Theophile believes that this is not just ignorance or apathy to what all the persons with disabilities face, but it is also direct discrimination:
“Some customs, families and churches believe that a person with a disability is a curse, a shame… This is why many families break apart with the birth of a child with a disability, or many children are kept hidden in their rooms by their parents out of shame. Other children are victims of torture sessions in churches because their families believe they ought to be ‘freed from their curse’.”
As adults, persons with disabilities continue to face hardship caused by the lack of access to basic human rights. Either they are not able to study to enter a high position of responsibility in the workforce, or are not employed outright. Unfortunately for many, “they are judged on the basis of their situation and not their skill.” Many persons with disabilities, therefore, rely on smaller but more frugal trades, like basketry, shoemaking and mending clothes.
First and foremost, Theophile wishes to transform the society around him: “there is a notorious ignorance of disability-related issues”, he says, which leads to difficulties for those with a disability and their support networks, from channelling their own aspirations to meeting their real needs.
A key step towards achieving disability-inclusive governance is to strengthen the knowledge of involved actors on key concepts related to disabilities.
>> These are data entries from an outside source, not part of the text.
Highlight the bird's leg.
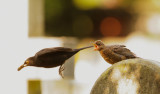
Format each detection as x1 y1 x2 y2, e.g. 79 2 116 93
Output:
59 64 64 78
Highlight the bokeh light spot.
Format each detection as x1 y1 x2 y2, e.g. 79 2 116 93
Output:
73 0 100 10
100 17 122 36
101 0 122 9
72 15 93 37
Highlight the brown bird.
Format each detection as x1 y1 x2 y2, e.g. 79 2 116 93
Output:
18 46 93 78
94 40 137 64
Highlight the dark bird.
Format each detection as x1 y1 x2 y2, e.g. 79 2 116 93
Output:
18 46 93 77
94 40 137 64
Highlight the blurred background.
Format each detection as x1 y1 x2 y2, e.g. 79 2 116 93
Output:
0 0 160 94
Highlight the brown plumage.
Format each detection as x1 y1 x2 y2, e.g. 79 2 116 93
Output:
94 40 137 64
18 46 93 77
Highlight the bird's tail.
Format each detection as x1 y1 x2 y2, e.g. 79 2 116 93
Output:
75 46 93 52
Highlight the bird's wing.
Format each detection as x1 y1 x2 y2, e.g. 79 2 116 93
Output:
35 47 72 57
111 45 136 58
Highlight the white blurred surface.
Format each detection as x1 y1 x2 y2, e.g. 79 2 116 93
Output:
0 0 160 94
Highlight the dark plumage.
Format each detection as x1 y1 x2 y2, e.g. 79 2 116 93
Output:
18 46 93 77
94 40 137 64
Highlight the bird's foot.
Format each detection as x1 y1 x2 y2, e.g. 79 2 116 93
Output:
59 65 64 78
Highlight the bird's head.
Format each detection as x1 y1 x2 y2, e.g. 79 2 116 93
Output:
93 40 105 51
18 57 34 71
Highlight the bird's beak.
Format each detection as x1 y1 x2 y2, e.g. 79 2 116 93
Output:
18 64 27 71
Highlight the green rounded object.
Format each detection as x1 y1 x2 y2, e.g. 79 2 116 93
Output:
90 58 160 94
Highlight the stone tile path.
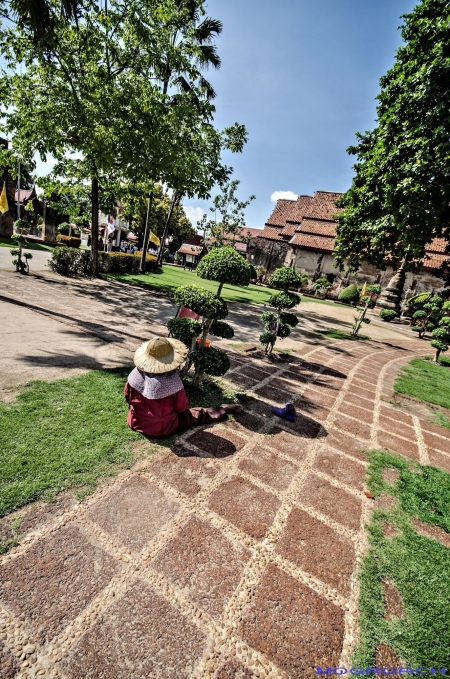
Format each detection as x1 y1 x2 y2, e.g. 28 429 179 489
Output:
0 341 450 679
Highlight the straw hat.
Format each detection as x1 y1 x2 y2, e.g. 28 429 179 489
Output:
134 337 189 374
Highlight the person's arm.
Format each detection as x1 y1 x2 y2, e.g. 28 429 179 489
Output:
174 389 189 413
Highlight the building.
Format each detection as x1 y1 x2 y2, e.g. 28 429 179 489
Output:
247 191 447 298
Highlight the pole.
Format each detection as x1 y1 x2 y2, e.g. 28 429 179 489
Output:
139 191 153 274
17 160 20 219
156 190 179 267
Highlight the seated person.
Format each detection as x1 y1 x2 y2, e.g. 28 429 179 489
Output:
124 337 242 436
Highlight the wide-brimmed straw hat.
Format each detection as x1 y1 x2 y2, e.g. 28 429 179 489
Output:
134 337 189 374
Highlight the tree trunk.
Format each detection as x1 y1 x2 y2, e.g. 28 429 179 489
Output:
156 191 178 267
139 191 153 274
91 177 99 278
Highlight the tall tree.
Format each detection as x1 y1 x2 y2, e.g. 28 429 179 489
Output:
335 0 450 270
197 179 255 247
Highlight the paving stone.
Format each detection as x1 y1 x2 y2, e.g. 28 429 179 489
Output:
380 403 414 427
422 431 450 453
240 564 344 679
152 518 250 617
239 447 298 491
428 449 450 472
335 413 372 439
265 425 311 461
61 580 206 679
214 660 259 679
208 476 281 538
0 525 119 643
254 380 288 405
0 641 20 679
276 507 355 594
378 415 416 441
314 447 366 490
325 427 372 462
377 429 419 460
87 474 180 552
298 474 362 530
186 427 246 458
302 387 337 408
150 453 221 497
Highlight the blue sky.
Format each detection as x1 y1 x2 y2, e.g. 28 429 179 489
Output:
185 0 416 228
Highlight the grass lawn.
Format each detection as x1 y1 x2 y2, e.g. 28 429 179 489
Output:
0 368 243 540
108 266 334 306
353 451 450 671
394 358 450 409
0 236 53 251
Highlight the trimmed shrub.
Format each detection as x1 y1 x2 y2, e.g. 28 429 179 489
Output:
338 283 359 302
167 318 202 348
174 285 228 321
209 321 234 339
192 347 231 377
380 309 398 323
48 245 92 276
56 233 81 248
197 245 251 286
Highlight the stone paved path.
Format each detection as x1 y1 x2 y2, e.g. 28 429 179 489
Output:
0 341 450 679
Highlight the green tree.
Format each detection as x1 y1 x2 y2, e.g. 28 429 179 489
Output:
335 0 450 270
197 179 255 247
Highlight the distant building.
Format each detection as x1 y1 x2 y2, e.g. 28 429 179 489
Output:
247 191 447 297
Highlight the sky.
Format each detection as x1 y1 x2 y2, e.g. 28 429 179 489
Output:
181 0 416 228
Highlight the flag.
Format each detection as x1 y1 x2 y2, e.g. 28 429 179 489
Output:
149 231 161 246
0 183 9 214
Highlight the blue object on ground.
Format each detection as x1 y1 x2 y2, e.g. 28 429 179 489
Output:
272 403 295 422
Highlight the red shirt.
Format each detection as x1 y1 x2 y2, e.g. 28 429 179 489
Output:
124 382 189 436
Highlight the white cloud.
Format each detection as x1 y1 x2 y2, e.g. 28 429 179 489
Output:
270 191 298 203
183 205 205 229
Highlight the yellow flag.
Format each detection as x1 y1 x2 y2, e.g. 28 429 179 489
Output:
149 231 161 245
0 184 9 214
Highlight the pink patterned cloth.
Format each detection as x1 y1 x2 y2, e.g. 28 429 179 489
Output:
128 368 184 400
This means understanding the external circumstances that make people with disabilities more vulnerable and understanding the rights that they are entitled to. Lastly, “it comes down to increasing the understanding of the CRPD, article by article, to finally touch upon issues related to governance.”, concludes Theophile.
In the future, Theophile’s dream is to become an internationally renowned humanitarian actor. He explains that he will never get tired of learning. However, in his environment, he reckons he will have to fight and survive to achieve this goal. Theophile further explains that he would like to continue his training on issues related to disability and public affairs management:
“I would like to continue working on dissability inclusion and I want to become autonomous on all levels!”
We Are Able! is a five-year program that aims to help those who have been left out by their local societies. The programme is now operating in six countries: Burundi, DRC, Ethiopia, South Sudan, Sudan and Uganda. The We Are Able! programme was set up by the African Disability Forum, See You foundation, Leprazending, VNG International, The Hague Academy for Local Governance and Stichting ZOA, with funding from the Dutch Ministry of Foreign Affairs under the Power of Voices Partnerships for Strengthening Civil Society. The Hague Academy works closely with local trainers to strengthen their capacity to provide training on inclusive governance themselves.